Я спустился вниз. Лужи, оставшиеся от Амариллис, никуда не делись. Я открыл дверь, вышел под дождь, промок. Это ничего не доказывало. Может, я проходил сквозь самого себя? Или уже прошел и вынырнул по ту сторону? Я вернулся в студию. Ленор была там: все так же стояла на краю обрыва, и море все так же расстилалось у нее за спиной. Я потрогал картину – на пальце осталась краска.
– Не зазор, – заключил я. Затем хлопнул в ладоши, ощутил, как они соприкоснулись, прислушался к звуку. Что я, рисовал во сне, что ли, как лунатик? Да-а, это что-то новенькое. Я отвернулся от картины, потом снова взглянул. Ленор никуда не делась.
Почему Амариллис убежала так неожиданно? Наверняка она знала Ленор. А вот знала ли о нас с Ленор – это вопрос. Она ушла из колледжа искусств за год до того, как пришел я, – это значит, в девяносто втором, – но связей со знакомыми по колледжу, видимо, не порвала. Да, жизнь все явственней напоминала бутылку Клейна.

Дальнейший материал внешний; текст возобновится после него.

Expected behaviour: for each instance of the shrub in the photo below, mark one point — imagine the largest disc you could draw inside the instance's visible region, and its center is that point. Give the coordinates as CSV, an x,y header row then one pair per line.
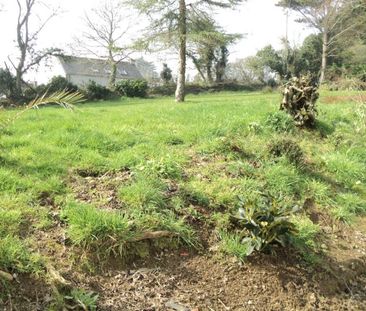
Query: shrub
x,y
288,148
280,122
299,99
94,91
132,88
264,223
59,83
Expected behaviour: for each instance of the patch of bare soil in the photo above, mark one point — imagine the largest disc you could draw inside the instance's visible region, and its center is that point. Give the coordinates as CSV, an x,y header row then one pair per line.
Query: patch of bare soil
x,y
183,280
99,189
335,99
175,281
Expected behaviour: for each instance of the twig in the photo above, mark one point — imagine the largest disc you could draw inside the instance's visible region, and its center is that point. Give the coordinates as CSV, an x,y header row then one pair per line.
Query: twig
x,y
7,276
153,235
56,277
226,307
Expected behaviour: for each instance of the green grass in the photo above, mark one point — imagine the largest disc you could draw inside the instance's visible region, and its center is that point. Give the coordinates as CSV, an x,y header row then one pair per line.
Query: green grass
x,y
183,158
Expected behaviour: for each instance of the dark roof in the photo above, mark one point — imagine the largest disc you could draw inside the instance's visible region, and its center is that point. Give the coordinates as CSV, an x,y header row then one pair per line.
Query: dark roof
x,y
97,67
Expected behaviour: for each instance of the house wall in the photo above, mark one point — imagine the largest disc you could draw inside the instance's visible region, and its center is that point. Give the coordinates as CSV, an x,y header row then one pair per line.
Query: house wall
x,y
82,80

Я снова снял трубку и набрал номер железнодорожной справочной.
29. Формы
Смирившись до поры со всем, какой бы реальности оно ни принадлежало, и принимая все за чистую монету – а что еще оставалось? – в 13:01 следующего дня я сел в поезд до Флитвика. Я ехал повидаться с Аланом Беннетом, изготовителем бутылок Клейна.
Поезда линии «Темзлинк» отбывают не от обычных платформ вокзала Кингс-Кросс, а из параллельного мира, куда можно попасть только со станции метро «Кингс-Кросс» по бесконечному коридору и эскалатору сомнительной подлинности. Но я все-таки отважился на эту экспедицию и преуспел; купил билет и получил указание пройти на платформу Б. Трудно было поверить, что передо мной настоящая станция железной дороги: казалось, какой-то владелец двух-трех поездов попросту захватил этот участок, а расписание утрамбовал так, чтобы время прибытия и отбытия совпадало с цифрами на официальных табло.
Точно по расписанию прибыл и мой поезд, набитый скорее пустотами, чем пассажирами. Впустил меня и понес из Лондона прочь так поспешно, будто даже не разбирал дороги, и я даже испугался, что он и мимо Флитвика проскочит как ошпаренный. Но вот одна за другой потянулись промежуточные станции, словно подозреваемые, выстроившиеся в очередь на опознание, – Сент-Олбанс, Харпенден, Льютон, Лигрейв, Харлингтон, – и у каждой поезд сбавлял ход и немного медлил, прежде чем ринуться дальше. Когда показалась вывеска «ФЛИТВИК», я сошел, поднялся по ступеням, пересек мостик, спустился по ступеням и, миновав макет вокзала в натуральную величину, добрался до условленного места, где Алан Беннет уже дожидался меня в красном автомобильчике.